After a year of illicit Kwoon duels, Herc is the one to suggest it to Stacker. Both know what they should do. But are they detached enough to discover what the children have known for a year?

It's another six months before Stacker is prepared to see Mako engage with another student. He made her a promise and he intends to keep it—but she's not ready yet, he's not ready yet. That day, the Kwoon is occupied by two Rangers and two Rangers-to-be. With his father present, Chuck grits his teeth and is far too aggressive. With her father present, Mako stumbles, taken down too easily. It convinces Stacker: they are not drift-compatible.

That night, she pays him back tenfold for that embarrassment. He can't make sense of her moves: she is fire and ice, the eye of the hurricane. She curses in Japanese and he cannot keep track of it.

For the first time, Chuck Hansen is ashamed.

She does not make eye contact the next day and she does not meet him the next night. Max cries when Chuck keeps him on a leash and does not let him run to Mako.
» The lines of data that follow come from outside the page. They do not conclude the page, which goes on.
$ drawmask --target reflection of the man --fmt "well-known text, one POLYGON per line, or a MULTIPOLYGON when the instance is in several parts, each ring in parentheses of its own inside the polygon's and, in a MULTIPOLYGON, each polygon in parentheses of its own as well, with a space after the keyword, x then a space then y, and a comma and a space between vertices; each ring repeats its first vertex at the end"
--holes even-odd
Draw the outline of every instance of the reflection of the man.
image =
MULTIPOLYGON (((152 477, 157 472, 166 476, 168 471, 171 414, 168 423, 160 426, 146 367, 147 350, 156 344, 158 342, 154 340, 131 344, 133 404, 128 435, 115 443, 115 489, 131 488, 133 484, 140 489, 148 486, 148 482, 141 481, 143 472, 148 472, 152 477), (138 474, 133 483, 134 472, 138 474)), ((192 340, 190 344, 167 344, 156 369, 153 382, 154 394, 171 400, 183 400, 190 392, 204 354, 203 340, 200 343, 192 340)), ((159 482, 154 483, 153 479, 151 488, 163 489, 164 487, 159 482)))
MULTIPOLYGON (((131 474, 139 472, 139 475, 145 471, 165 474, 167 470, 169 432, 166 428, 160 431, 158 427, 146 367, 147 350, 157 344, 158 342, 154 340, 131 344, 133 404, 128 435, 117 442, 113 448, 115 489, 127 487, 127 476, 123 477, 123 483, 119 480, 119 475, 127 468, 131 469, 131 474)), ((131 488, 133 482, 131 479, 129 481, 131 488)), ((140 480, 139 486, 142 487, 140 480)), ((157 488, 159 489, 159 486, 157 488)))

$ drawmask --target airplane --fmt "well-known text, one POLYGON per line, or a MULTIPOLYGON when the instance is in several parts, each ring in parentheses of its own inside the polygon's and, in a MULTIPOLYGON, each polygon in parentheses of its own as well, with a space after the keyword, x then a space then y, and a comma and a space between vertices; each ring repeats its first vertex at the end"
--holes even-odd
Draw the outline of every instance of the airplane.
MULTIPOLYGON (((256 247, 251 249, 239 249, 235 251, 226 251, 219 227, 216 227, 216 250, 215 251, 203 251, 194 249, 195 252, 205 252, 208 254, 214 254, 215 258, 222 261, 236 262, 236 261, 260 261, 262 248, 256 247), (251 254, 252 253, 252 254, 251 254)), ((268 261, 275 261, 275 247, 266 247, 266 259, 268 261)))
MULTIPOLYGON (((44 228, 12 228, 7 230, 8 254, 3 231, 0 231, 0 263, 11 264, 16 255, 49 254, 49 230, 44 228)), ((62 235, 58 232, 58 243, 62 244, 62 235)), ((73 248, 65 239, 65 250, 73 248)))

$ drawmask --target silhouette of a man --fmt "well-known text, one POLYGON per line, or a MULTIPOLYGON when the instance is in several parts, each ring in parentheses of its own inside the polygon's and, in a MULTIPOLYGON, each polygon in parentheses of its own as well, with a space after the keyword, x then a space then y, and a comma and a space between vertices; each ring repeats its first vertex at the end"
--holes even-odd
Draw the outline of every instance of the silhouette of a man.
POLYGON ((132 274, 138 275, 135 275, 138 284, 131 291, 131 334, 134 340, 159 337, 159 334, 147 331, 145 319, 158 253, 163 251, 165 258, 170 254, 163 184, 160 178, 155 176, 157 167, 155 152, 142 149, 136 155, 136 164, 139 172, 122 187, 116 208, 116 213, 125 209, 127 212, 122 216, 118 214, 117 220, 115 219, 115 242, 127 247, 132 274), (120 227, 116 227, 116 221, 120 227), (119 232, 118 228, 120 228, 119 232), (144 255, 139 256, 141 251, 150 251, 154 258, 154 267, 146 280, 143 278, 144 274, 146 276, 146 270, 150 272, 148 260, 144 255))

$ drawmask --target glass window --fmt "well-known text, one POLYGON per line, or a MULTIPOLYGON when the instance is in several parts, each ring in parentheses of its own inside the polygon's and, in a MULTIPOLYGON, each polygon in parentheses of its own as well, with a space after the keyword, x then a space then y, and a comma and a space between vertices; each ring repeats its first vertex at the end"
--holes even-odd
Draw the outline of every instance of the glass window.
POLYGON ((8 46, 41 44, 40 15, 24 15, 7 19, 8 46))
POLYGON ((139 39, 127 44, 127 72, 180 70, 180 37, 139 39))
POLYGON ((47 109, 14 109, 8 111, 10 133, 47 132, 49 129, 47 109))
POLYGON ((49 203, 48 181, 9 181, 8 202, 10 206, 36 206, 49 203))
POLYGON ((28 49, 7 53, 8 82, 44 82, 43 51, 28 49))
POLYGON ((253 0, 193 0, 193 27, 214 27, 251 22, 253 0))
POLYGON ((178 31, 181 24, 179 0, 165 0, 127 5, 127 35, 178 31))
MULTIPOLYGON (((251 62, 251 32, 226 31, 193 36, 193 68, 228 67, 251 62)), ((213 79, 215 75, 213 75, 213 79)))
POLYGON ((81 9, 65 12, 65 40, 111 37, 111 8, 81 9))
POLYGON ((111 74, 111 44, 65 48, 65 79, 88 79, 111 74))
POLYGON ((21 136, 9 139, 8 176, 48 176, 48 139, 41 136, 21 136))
She is cold as steel and he returns the favor.

For the first time in eighteen months, he screams himself to sleep at night but this time it's Mako who is crushed by Kaiju claws.

This was just the beginning.

He is nearing his sixteenth birthday when she returns to the Kwoon. He bows to her first and she has him pinned to the ground in no time. His eyes do the apologizing but he's not sure that she accepts it. She does not let down her guard and they dance through the night.

The next day Chuck Hansen is assigned as a pilot for Jaeger Mark V, Striker Eureka, alongside his father, Hercules Hansen. Mako Mori is absent from the pinning ceremony.

Now when he sees her, she does not make eye contact but she doesn't need to. He can feel her thoughts—the rage that burns like the heart of the sun, the ice of his betrayal. But what choice did he have?

Today we will live forever.

It's now or never and he's sinking to the bottom of the ocean with her father beside him and his father above them and he wants to scream. Chuck Hansen wants to scream at Stacker Pentecost that this is all wrong because it should have been him in that Jaeger with Mako. He should have been the one to stand beside her against Leatherback and Otachi. He should be the one giving her his oxygen and falling through the Breach.

He doesn't say a word but he wants to scream and his body is burning, burning, burning.

Epilogue

Chuck Hansen, the Ranger, a fortnight dead,

Forgot the cries of dogs, and the deep sea swell

And the profit and loss.

Striker Eureka under sea

Dissolved his bones into whispers. As he rose and fell

He passes the stages of his age and youth

Entering the whirlpool.

Ranger or Man

All you, who turn the wheel and look windward,

Consider Chuck, who was once handsome and bright as you.